Aralarında doktor, hemşire ve sağlık çalışanlarının da bulunduğu 18 şüpheli hakkında da 10 ile 437 yıl 6 ay arasında hapis cezası talep edildi.
10 HASTANENİN RUHSATI İPTAL EDİLDİ
İddianamede ayrıca 'malen sorumlu' olarak ifade edilen hastanelerin ve şirketlerin kapatılarak mal varlıklarına el konulmasına karar verilmesi de talep edildi. SGK'dan günlük 8 bin lira almak için yeni doğan bebekleri yoğun bakımda tutarak ölümlerine yol açan çeteye ilişkin soruşturmada adı geçen 10 hastanenin ise bu süreçte ruhsatları iptal edildi.
RUHSATI İPTAL EDİLEN HASTANELER
Ruhsatları iptal edilen özel hastaneler şu şekilde:
Özel Reyap İstanbul Hastanesi, Özel Birinci Hastanesi, Özel Avcılar Hospital Hastanesi, Özel Güney Hastanesi, Özel Bağcılar Medilife Hastanesi, Özel TRG Hospitalist Hastanesi, Özel Beylikdüzü Medilife Hastanesi, Özel Şafak Hastanesi Bağcılar, Özel Silivri Kolan Hospital Hastanesi ve Çorlu Reyap Hastanesi.
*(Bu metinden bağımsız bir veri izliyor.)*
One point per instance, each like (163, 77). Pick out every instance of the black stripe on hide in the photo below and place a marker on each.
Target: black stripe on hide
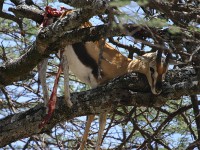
(85, 58)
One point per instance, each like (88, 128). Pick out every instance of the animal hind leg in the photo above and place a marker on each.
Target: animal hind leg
(90, 118)
(42, 67)
(65, 66)
(102, 124)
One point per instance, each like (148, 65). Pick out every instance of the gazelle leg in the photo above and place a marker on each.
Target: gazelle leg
(102, 124)
(90, 118)
(42, 67)
(65, 66)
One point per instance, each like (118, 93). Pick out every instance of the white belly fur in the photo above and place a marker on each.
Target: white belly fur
(81, 71)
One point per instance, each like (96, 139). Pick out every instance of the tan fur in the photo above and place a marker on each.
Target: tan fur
(113, 64)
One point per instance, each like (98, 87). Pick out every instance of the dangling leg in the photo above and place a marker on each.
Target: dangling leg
(65, 66)
(102, 124)
(42, 68)
(90, 118)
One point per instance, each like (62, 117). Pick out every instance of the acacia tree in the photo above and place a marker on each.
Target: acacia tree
(137, 119)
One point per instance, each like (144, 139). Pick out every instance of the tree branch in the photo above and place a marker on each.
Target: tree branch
(129, 90)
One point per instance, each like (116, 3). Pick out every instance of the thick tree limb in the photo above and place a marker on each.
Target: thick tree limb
(30, 12)
(128, 90)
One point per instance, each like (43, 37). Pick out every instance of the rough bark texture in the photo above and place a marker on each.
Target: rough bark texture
(129, 90)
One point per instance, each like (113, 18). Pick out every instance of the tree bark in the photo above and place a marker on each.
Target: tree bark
(129, 90)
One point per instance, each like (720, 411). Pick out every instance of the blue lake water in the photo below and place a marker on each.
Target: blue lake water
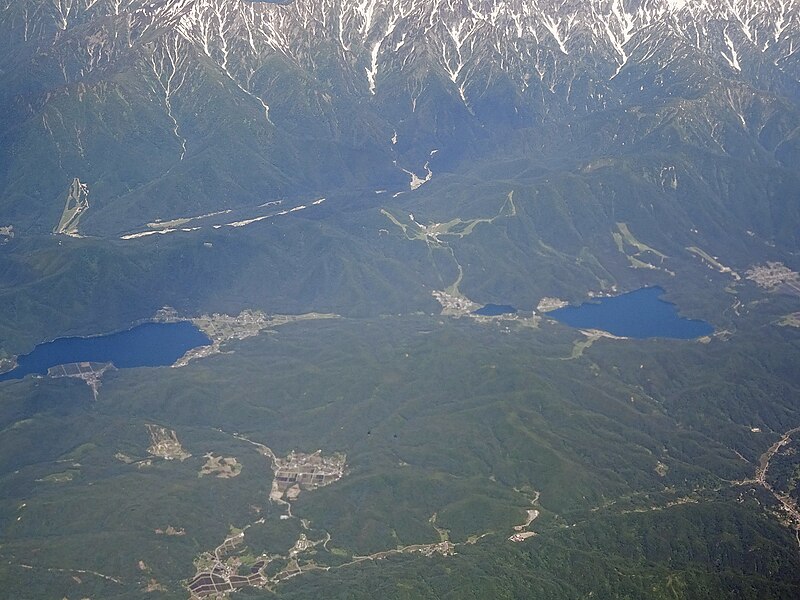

CHP’LİLER DURUŞMAYI TAKİP EDİYOR
Davanın altıncı celsesi sanık ve müdafilerin hazır bulunmasıyla başladı. CHP Genel Başkan Yardımcısı Zeliha Aksaz Şahbaz, CHP İstanbul Milletvekili Turan Taşkın Özer ile sanık ve müşteki yakınları, duruşmayı izlemek için mahkeme salonuna geldi. Hafta boyunca katılımın az olduğu gözlenen duruşmaya bugün de yoğun bir katılım olmadı.
FIRAT SARI İFADE VERİYOR: ‘HAYATTA BİR BEKLENTİM VE UMUDUM KALMADI’
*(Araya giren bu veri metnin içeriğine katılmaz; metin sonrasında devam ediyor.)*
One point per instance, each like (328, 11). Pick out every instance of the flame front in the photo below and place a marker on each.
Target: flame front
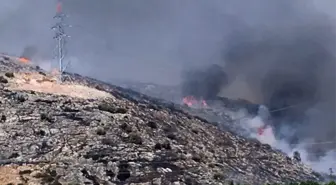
(23, 60)
(191, 101)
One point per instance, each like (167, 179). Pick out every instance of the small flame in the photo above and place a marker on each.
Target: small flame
(261, 131)
(191, 101)
(55, 72)
(59, 7)
(23, 60)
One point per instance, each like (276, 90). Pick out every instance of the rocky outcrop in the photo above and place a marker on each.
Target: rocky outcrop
(48, 137)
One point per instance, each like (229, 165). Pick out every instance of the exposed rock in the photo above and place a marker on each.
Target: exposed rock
(115, 136)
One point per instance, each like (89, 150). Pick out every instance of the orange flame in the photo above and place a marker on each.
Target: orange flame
(59, 7)
(55, 71)
(23, 60)
(191, 101)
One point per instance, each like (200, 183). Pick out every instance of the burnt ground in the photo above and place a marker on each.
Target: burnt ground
(90, 132)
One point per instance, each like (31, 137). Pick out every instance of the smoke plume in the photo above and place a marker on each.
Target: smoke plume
(276, 53)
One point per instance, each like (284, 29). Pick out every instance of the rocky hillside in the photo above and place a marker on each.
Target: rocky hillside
(89, 132)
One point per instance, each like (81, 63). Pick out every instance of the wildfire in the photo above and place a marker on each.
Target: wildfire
(191, 101)
(23, 60)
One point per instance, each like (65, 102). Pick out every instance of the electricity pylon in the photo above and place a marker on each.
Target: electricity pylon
(61, 39)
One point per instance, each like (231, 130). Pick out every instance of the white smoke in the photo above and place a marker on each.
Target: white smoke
(259, 129)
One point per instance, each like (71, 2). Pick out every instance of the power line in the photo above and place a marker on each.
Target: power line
(60, 37)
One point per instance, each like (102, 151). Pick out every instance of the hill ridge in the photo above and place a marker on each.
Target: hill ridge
(124, 138)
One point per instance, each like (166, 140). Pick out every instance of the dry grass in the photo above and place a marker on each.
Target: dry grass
(13, 174)
(47, 84)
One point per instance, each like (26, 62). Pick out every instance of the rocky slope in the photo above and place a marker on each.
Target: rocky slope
(89, 132)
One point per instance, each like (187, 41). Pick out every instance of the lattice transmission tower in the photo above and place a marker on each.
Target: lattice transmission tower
(61, 40)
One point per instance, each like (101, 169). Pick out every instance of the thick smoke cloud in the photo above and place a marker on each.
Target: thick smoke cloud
(281, 51)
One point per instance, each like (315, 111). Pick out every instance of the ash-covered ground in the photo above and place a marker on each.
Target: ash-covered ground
(85, 131)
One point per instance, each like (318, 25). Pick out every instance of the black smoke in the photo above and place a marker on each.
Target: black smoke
(204, 83)
(288, 64)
Örgüt lideri olduğu öne sürülen ve hakkında 582 yıla kadar hapis cezası istenen Fırat Sarı, sanık kürsüsüne getirildi. Tutuklandığı günden bu yana tek amacının mahkemeye çıkıp maddi gerçeği ortaya çıkarmak olduğunu kaydeden Sarı, sözlerini şu şekilde sürdürdü:
“Hayatta bir beklentim ve umudum kalmadı. Gördüğüm, bildiğim, yaptığım her şeyi anlatmak istedim. Bir saç ekimim yok, hastanem yok, param yok. Bütün hesaplarıma bakılsın. Mehtap ve Sümeyye hakkı, onlara borcum var” dedi.
‘İNSANLIK ONURUMU KAYBETTİM’
Savunmasına “İnsanı varlık yapan ne kadar değer varsa hepsi üzerimden alındı. Bir hiç kaldım” sözleriyle devam eden Sarı, “Maddi varlığımı, mesleki kariyerimi, en son da insanlık onurumu kaybettim” diye konuştu.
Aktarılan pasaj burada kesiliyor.